Antérieurement, la Cour s’était montrée plutôt réticente à prendre en compte les convictions religieuses dans l’entreprise ; les motifs fréquemment invoqués étaient : (i) le refus de considérer certaines demandes des salariés comme une manifestation de leurs convictions religieuses ; (ii) l’application de la « doctrine de la liberté de démission » (le salarié peut décider de changer d’emploi s’il n’est pas satisfait).
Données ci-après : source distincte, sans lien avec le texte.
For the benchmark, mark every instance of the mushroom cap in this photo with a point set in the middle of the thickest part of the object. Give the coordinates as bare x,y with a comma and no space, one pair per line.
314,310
Avec la décision du 15 janvier 2013, la CEDH est passée à une logique de mise en balance d’intérêts concurrents. Elle énonce que, face à « une restriction de la liberté de religion sur le lieu de travail, au lieu de soutenir que la possibilité de changer de travail écarterait toute ingérence au sein de cette liberté, la meilleure approche consiste à tenir compte de cette possibilité [de démission] à l’heure de mettre en balance [l’ensemble des intérêts en présence] pour déterminer si ladite restriction était proportionnée ». Ce qui signifie que la démission, « au lieu de fonder une logique d’exclusion pure et simple des prétentions de l’employé...vient nourrir la mise en balance d’intérêts concurrents ».
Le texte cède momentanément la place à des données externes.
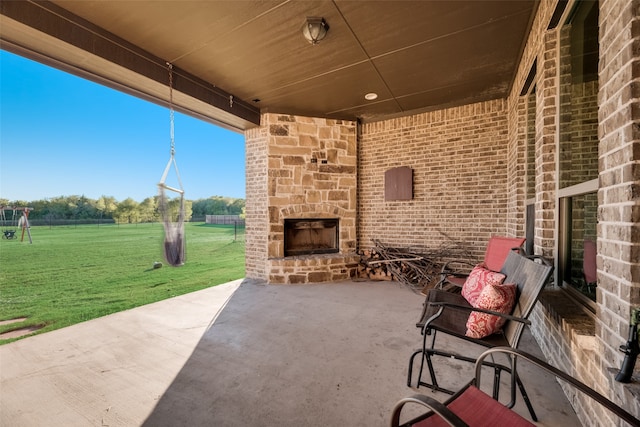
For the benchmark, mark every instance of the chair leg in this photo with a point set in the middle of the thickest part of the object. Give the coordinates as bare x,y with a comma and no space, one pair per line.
525,397
411,359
Dans les affaires Eweida et Chaplin la Cour était appelée à apprécier si un juste équilibre avait été ménagé entre les droits des employés et ceux d’autrui. Elle a estimé que les comportements incriminés des salariés étaient bien une manifestation de leurs convictions religieuses et souligné que la manifestation des convictions religieuses était « un droit fondamental » dans une société démocratique. Les décisions ont été différentes sur le fond des deux affaires. Dans l’affaire Chaplin la Cour a estimé que l’interdiction du port d’une croix par une infirmière pouvait être nécessaire pour protéger la santé et la sécurité des infirmières et des patients[1]. À l’inverse, dans l’affaire Eweida, la Cour a estimé que « trop de poids » avait été accordé au souhait de l’employeur (British Airways) d’afficher une certaine image de son entreprise par rapport au souhait de l’employée de manifester ses convictions religieuses.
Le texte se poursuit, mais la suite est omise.